There have been several stories about security breaches at several national airports recently, from TSA impersonators to stowaways. With professional aviation security personnel working to prevent this from happening, it is surprising these incidents occur in the first place. Let’s take a look at three recent security breaches.
In early August, Marilyn Jean Hartman was arrested at Los Angeles International Airport (LAX) for flying without a ticket.According to spokesman for San Jose Airport Security, where the flight originated, Hartman was somehow able to sneak through security while a document checker was checking boarding passes for a family. It wasn’t until airline employees conducted a head count that the security breach was discovered.
“[Hartman] was screened by TSA for any prohibited items.

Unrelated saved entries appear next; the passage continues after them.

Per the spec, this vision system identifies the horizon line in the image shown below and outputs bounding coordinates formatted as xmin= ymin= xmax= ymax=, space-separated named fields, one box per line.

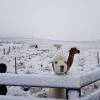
xmin=0 ymin=36 xmax=99 ymax=42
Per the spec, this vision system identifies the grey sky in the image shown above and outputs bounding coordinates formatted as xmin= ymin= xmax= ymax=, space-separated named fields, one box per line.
xmin=0 ymin=0 xmax=100 ymax=41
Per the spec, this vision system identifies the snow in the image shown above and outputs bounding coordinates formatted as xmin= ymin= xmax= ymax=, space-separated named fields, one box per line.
xmin=1 ymin=88 xmax=100 ymax=100
xmin=80 ymin=69 xmax=100 ymax=87
xmin=0 ymin=95 xmax=64 ymax=100
xmin=0 ymin=38 xmax=100 ymax=99
xmin=68 ymin=90 xmax=79 ymax=99
xmin=0 ymin=73 xmax=80 ymax=88
xmin=80 ymin=89 xmax=100 ymax=100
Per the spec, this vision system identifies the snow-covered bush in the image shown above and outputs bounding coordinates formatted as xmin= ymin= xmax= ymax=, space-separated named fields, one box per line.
xmin=53 ymin=44 xmax=62 ymax=50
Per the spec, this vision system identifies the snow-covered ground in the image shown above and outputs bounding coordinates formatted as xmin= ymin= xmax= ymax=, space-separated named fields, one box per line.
xmin=0 ymin=38 xmax=100 ymax=98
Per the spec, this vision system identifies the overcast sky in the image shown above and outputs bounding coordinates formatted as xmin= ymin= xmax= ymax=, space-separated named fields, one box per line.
xmin=0 ymin=0 xmax=100 ymax=41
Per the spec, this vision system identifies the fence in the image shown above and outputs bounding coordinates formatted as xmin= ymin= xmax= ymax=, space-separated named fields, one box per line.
xmin=0 ymin=69 xmax=100 ymax=100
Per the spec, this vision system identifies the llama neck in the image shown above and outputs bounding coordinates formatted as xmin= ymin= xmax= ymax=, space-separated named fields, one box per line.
xmin=67 ymin=53 xmax=75 ymax=71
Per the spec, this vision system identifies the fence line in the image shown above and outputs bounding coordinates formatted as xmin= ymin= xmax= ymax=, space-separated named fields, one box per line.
xmin=79 ymin=89 xmax=100 ymax=100
xmin=80 ymin=69 xmax=100 ymax=87
xmin=0 ymin=73 xmax=80 ymax=88
xmin=0 ymin=69 xmax=100 ymax=99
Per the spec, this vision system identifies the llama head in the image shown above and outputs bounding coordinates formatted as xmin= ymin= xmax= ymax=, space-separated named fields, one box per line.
xmin=69 ymin=47 xmax=80 ymax=54
xmin=52 ymin=54 xmax=67 ymax=75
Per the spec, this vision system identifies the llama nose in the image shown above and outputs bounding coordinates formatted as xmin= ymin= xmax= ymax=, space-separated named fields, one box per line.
xmin=60 ymin=65 xmax=64 ymax=72
xmin=78 ymin=50 xmax=80 ymax=53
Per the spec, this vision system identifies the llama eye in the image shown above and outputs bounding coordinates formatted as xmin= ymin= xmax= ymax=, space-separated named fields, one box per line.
xmin=64 ymin=61 xmax=67 ymax=64
xmin=55 ymin=61 xmax=58 ymax=64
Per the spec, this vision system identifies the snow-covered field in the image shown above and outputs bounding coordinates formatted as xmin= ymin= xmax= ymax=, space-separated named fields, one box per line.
xmin=0 ymin=38 xmax=100 ymax=98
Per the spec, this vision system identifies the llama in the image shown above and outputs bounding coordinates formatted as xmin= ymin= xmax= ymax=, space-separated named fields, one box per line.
xmin=67 ymin=47 xmax=80 ymax=71
xmin=0 ymin=63 xmax=7 ymax=95
xmin=48 ymin=47 xmax=80 ymax=99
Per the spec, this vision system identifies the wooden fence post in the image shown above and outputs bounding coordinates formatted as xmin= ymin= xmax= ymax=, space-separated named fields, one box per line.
xmin=15 ymin=57 xmax=17 ymax=74
xmin=97 ymin=51 xmax=100 ymax=66
xmin=3 ymin=48 xmax=6 ymax=55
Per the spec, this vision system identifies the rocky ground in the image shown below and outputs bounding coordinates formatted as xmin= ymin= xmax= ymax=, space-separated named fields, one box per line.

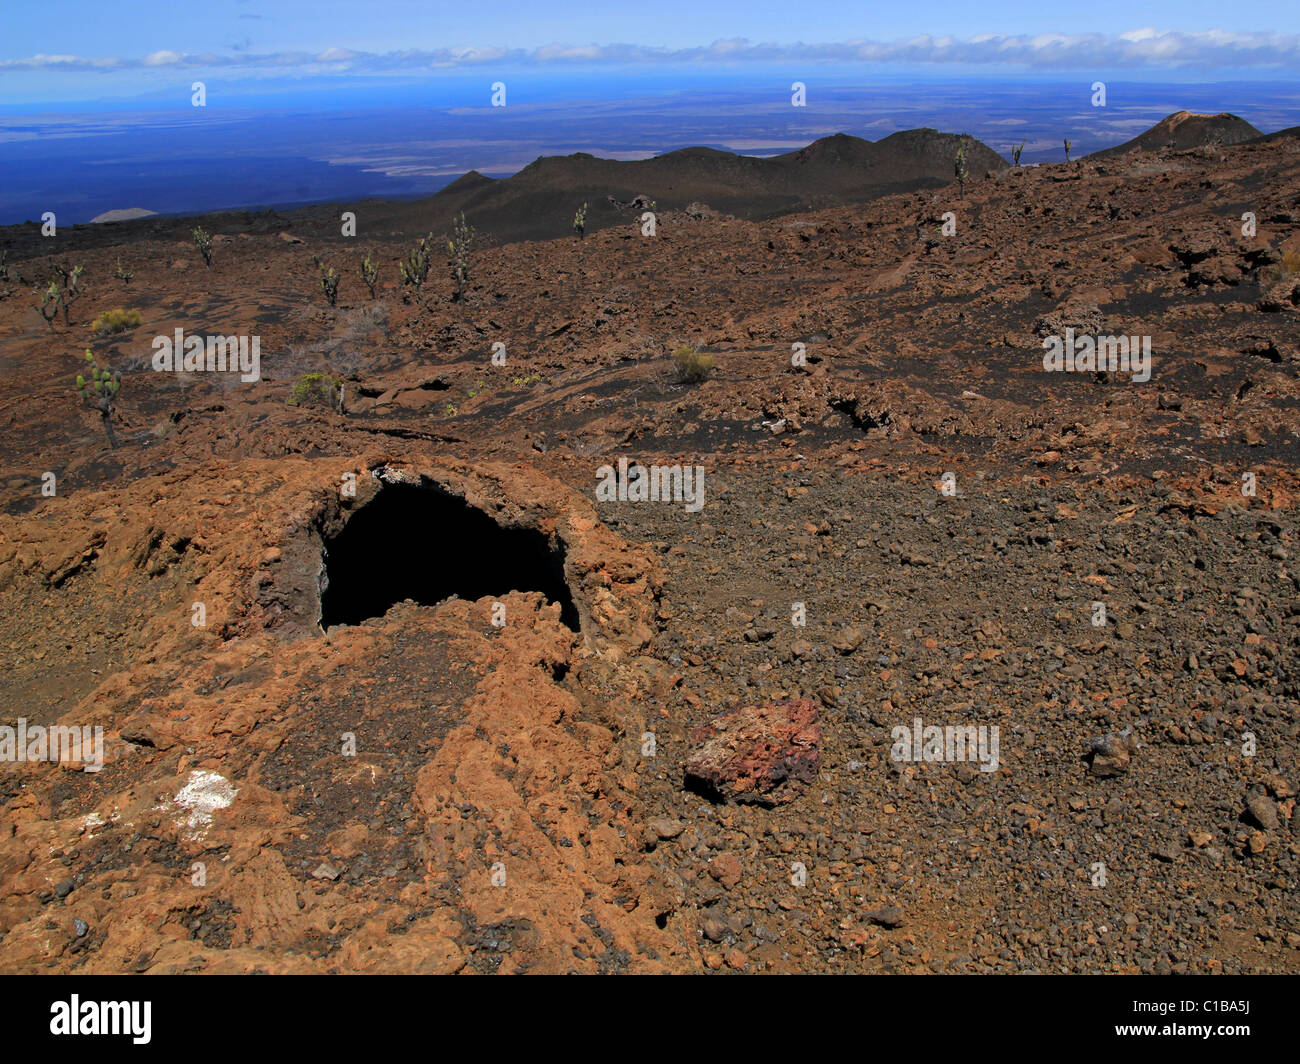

It’s really important to point that out,” said Rosemary Barnes, spokeswoman for Mineta San Jose International Airport, “Public safety was not compromised in any way.”
This wasn’t the first time Hartman was arrested for similar behavior, but she served just three days in jail before being released. A few weeks later however, Hartman was arrested again, this time in Phoenix for attempting to access a secure area without a ticket.
While Hartman seems to be caught more often than not, her persistence and occasional successes reveal the need for improvement. California Rep. Eric Swalwell (D-Dublin), a member of the House Committee on Homeland Security, said TSA agents need more training to prevent these types of security breaches.
Training might be appropriate at San Jose where, in April, a 16 year old boy snuck onto a plane and flew to Hawaii in the wheel well of the Boeing 767. According to Barnes, "It appears that this teenager scaled a section of our perimeter [and] was able to proceed onto our ramp under cover of darkness and enter the wheel well of an aircraft." Video caught the boy and it is still being investigated how no one spotted him before the plane took off.
Impersonator (Not the Funny Kind)
More training may be helpful to reduce unauthorized access to secure areas, but may not be the answer for all security breaches. In July, for example, Eric Slighton was arrested at San Francisco International Airport (SFO) for allegedly impersonating a TSA agent and screening two female passengers. Slighton, a ticketed passenger who had cleared security, spent time at an airport bar before stealing some blue gloves and directing two women into a private room to be screened. Real agents quickly realized something was wrong because male TSA agents are only allowed to screen women in private rooms if a female TSA agent is present.
Despite being quickly caught, the incident is reigniting the discussion around the TSA’s Screening Partnership Program. That’s because security at SFO, like 17 other national airports, is managed, not by the TSA directly but by a private contractor. Under the program, private firms must adhere to TSA standards and John S. Pistol, administrator of the TSA, expressed concern over the incident saying, “We are dealing with the vendor.”
Although Slighton was charged with public intoxication, no charges were filed for the incident itself since, according to Steve Wagstaffe, San Mateo County District Attorney, it is not actually against the law to impersonate a TSA agent. An investigation is still pending to determine what, if any, corrective action will be taken.
Remedies to prevent security breaches like these won’t be implemented until officials can identify exactly where gaps exist but with continued improvements and diligence, it is likely these stories will become increasingly rare.